Author: Robert Heinlein
Original Publication Date: 1961
Pages: 528 (Abridged); 756 (Original)
“Nine times out of ten, if a girl gets raped, it’s at least partly her own fault.” (511)
Perhaps this is the single most quoted statement from this work, and also the statement by which Heinlein is critiqued and berated, the same statement by which this philosophically charged work is sullied by 1-star ratings.
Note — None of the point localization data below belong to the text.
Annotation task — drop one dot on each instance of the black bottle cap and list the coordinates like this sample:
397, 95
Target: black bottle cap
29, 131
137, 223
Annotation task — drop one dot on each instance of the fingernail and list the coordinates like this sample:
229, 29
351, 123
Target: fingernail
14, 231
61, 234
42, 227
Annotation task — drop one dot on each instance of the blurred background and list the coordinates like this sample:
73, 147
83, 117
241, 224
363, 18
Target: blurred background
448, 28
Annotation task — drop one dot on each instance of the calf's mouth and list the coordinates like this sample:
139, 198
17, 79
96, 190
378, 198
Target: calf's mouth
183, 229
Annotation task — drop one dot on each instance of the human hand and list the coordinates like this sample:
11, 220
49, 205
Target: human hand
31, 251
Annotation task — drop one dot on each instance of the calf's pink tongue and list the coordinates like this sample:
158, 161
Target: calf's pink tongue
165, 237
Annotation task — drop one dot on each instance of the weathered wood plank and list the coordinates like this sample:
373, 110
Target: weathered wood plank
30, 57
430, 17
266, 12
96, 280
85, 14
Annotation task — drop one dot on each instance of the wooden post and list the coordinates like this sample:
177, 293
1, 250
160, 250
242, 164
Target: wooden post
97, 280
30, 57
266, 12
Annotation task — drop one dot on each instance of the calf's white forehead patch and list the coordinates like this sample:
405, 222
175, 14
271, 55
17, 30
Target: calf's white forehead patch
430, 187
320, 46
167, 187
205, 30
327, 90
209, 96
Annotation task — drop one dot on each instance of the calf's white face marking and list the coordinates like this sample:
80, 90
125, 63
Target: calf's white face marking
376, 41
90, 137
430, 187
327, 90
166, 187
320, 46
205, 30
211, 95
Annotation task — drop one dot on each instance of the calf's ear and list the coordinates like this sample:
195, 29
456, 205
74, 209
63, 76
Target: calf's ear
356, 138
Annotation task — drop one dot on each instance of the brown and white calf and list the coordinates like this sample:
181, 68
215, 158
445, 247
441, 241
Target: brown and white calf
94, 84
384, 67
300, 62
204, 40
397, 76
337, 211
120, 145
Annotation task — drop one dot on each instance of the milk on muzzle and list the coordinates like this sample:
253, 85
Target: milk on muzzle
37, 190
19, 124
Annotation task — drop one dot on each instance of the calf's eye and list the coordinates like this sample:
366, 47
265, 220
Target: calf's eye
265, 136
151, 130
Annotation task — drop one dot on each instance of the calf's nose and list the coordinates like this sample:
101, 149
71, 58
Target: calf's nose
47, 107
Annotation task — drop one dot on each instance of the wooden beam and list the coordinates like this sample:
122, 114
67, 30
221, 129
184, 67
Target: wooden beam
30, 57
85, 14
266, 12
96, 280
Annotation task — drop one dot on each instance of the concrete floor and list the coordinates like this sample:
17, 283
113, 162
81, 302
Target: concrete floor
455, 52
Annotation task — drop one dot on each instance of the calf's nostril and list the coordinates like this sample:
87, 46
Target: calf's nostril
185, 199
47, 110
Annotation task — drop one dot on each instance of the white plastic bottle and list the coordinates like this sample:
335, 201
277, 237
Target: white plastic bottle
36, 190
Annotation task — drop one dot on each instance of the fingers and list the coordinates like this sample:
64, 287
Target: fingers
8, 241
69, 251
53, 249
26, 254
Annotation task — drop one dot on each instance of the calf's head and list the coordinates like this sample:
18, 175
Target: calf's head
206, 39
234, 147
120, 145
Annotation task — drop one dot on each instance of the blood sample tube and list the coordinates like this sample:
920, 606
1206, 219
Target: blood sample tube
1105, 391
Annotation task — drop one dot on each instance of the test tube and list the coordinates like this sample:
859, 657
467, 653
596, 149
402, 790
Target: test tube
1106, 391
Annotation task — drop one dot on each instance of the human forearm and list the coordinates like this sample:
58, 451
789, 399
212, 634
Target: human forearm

Whether by inadvertent straying into a faulty conception and erroneous application of intentional fallacy or the failure to recognize that Heinlein sought this work to stand as historicization of the prevailing attitudes at the time of writing juxtaposed with those of the future, as represented by the Man from Mars, the loss of substance predicated upon such mistakes are saddening.
Most reviews needlessly nitpick this book by implacably quoting sexist remarks offered to us by a cantankerous Jubal, who symbolized the attitude of a bigoted past, but that is missing the big picture, and missing the very idea this book seeks to impart. That is the point, to present homophobic, sexist, resistant-to-change personas that stand for the past, because in the end, we see that Jubal, is opened up to a new philosophy, divested of all improprieties and finds himself realigning his beliefs, a belief which is open to change.
By doing so, Heinlein, through Jubal and the Man from Mars, asks the reader, by extension, to reexamine beliefs and conventions. To disregard this by literally focusing on the sexism is to lose the quintessential aspect of the book.
See beyond the literal. Challenge the conventions.